Authors: Harish Sharma; Jagdish Chand Bansal; K.V. Arya
Addresses: ABV-Indian Institute of Information Technology and Management Gwalior, Morena Link Road, Gwalior, Madhya Pradesh-474015, India ' South Asian University, Akbar Bhawan, Chanakyapuri, New Delhi-110021, India ' ABV-Indian Institute of Information Technology and Management Gwalior, Morena Link Road, Gwalior, Madhya Pradesh-474015, India
Abstract: Differential evolution (DE), like other probabilistic optimisation algorithms, sometimes exhibits premature convergence and stagnation. It is analysed by researchers that the DE is better in exploration of the search space compared to exploitation. In the solution search process of DE, there is enough chance to skip the true solution due to large step size.

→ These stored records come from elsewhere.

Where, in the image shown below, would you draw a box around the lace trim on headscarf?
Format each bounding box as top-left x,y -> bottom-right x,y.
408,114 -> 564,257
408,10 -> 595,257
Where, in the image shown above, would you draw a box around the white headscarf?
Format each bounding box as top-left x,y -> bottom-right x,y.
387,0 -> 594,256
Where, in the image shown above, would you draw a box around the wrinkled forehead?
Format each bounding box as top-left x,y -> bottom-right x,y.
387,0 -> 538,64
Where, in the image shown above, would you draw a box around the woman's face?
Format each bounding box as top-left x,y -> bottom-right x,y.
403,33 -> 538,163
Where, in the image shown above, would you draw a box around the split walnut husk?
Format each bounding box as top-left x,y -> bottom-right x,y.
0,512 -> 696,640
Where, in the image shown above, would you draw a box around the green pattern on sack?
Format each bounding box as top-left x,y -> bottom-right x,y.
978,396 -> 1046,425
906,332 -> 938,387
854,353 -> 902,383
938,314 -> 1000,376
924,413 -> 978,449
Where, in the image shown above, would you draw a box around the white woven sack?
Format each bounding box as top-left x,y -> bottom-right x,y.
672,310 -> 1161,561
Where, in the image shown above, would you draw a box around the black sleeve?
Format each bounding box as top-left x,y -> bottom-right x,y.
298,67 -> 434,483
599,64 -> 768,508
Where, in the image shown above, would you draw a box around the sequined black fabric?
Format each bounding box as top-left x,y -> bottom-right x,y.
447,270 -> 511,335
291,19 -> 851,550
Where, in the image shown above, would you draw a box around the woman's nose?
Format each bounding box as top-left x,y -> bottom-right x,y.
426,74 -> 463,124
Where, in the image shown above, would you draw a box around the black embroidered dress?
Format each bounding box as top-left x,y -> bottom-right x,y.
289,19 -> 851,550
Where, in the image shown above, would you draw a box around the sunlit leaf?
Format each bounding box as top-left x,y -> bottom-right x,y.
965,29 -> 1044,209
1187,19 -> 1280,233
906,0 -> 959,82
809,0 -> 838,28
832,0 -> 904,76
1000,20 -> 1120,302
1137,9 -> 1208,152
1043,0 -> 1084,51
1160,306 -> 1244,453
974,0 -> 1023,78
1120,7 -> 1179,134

In order to balance the exploration and exploitation capability of the DE, a power law-based local search strategy is proposed and integrated with DE. In the proposed strategy, new solutions are generated around the best solution and it helps to enhance the exploitation capability of DE. The experiments on 14 un-biased test problems of different complexities show that the proposed strategy outperforms the basic DE and recent variants of DE namely, self-adaptive DE (SaDE) and scale factor local search DE (SFLSDE) in most of the experiments.
Keywords: numerical optimisation; evolutionary computation; memetic algorithms; power law; local search; PLLS; differential evolution; exploration; exploitation.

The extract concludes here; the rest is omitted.